「時は満ちた」(マルコ1:14〜20、エペソ1:8〜12)
イエスの宣教開始の宣言は、「時は満ちた、神の国は近づいた。悔い改めて福音を信ぜよ。」(マルコ1:15)でした。神の時が、イエスの誕生とその生涯を通して成就したということですね。
「時は満ちた」は英訳ではThe time is fulfilled. となっています。
この「満ちる」Fulfillmentに着目して学んでみましょう。
パウロは、この言葉を好んで用いたようですが、エペソ人への手紙にもガラテア人への手紙にも書かれています。

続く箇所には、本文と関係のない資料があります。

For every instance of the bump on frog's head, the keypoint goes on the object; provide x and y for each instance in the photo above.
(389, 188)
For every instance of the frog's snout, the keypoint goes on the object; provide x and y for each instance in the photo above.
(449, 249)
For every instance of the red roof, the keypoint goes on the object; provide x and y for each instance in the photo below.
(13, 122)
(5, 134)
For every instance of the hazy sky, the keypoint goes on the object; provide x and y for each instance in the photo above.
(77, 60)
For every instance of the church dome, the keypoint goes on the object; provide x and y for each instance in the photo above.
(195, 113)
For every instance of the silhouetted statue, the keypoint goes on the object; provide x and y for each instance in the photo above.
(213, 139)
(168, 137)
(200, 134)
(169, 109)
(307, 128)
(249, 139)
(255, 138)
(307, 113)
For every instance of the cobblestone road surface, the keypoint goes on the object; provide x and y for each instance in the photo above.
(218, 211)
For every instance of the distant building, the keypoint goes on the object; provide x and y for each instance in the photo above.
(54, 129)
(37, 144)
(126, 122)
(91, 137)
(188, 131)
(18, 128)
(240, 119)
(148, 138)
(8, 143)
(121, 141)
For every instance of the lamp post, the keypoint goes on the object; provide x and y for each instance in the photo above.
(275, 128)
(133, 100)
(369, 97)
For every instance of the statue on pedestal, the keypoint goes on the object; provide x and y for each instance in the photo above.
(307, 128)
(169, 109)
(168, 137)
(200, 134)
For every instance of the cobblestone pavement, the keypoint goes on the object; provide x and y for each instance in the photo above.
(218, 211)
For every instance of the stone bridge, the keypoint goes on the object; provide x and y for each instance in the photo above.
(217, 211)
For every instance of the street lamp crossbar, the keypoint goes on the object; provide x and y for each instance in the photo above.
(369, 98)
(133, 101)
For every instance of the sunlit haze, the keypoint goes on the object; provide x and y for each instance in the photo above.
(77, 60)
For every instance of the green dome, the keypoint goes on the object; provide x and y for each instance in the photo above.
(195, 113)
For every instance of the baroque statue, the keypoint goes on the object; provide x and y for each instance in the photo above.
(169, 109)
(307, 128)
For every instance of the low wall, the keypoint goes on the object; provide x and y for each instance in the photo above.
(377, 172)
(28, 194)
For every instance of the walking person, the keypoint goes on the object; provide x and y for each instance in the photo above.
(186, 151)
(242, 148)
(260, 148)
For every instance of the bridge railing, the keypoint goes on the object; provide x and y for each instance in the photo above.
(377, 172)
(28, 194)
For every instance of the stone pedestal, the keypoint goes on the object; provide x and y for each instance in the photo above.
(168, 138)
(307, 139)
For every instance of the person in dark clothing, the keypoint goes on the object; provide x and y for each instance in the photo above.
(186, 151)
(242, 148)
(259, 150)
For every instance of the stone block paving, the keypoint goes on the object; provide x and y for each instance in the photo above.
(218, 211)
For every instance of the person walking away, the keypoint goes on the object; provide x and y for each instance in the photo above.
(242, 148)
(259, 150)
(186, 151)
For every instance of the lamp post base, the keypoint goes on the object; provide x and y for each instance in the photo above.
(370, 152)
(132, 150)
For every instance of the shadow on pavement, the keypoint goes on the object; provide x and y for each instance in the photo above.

「それは、時の満ちるに及んで、実現されるご計画に他ならない。それによって、神は天にあるもの地にあるものを、ことごとく、キリストにあって、一つに帰せしめようとされたのである。」(エペソ1:10)
アダムとイブが罪を犯して以来、人類の救いの計画が始動しました。旧約聖書の記録は、きたるべきメシヤを指し示しています。旧約聖書の最後の預言書はマラキ書ですが、その4章にメシヤの到来が約束されています。
「見よ、主の大いなる恐るべき日が来る前に、私は預言者エリヤをあなた方に遣わす。」(マラキ4:5)それはバプテスマのヨハネの出現によって成就されました。
「しかし、我が名を恐れる。あなた方には、義の太陽が昇り、その翼には、癒す力を備えている。」(マラキ4:2) この義の太陽こそ、イエス・キリストです。
このマラキ書の預言から、イエスの誕生までは、およそ400年の時間が過ぎました。
そしてついにイエスが誕生され、その備えが完了して、いよいよ福音宣教の舞台に立たれたのです。
「ヨハネが捕えられた後、イエスはガリラヤに行き、神の福音を宣べ伝えて言われた。」(マルコ1:14)
このヨハネの投獄が、イエスが立ち上がる決断の直接的原因になったのではないかと思われます。
しかし、旧約聖書のアブラハム以来の歴史を顧みて、約2000年の時間が過ぎていく中で、イエスの宣教の開始が、神の御計画によって進められていたのです。
パウロの言葉に戻ってみましょう。神様は救いのご計画を持っておられる。そしてその計画を着々と進めておられるということですね。そしてイエスの宣教と十字架によって、人類の救いの道が完成しました。それから2000年の年月が過ぎましたが、神の国は「教会」という形で完成に向かっています。
Fulfillmentという言葉は、器の中に水を注ぎ込むようなものです。少しずつですが、水かさが増してついに満水になります。満水でないからといって、満ちないわけではありません。注がれ続けているのです。
「天が下のすべての事には季節があり、すべての業には時がある。神のなされる事は皆その時にかなって美しい。」(伝道の書3:1,11)
このソロモンの言葉は、神の時をタイミングのように表現していますが、実は神の御業の実現は着々と備えられ積み重ねられて成就するのだという意味です。
「時」は神の手の中にあります。お互いの人生においても、「神の時」があることを意識する事は幸いです。着々となされるであろう神の御業を信じて、私たちは祈るのです。空を切るような虚しい祈りは存在しません。神の御手の動きを信仰の目によって追っていく注意深い思いが、私たちの祈りの本質です。
今週もあなたのためになされる神のご計画が着々と前進していることを信じて、確信を持って歩まれることをお勧めします。必ず大いなる収穫を得る日が来るでしょう。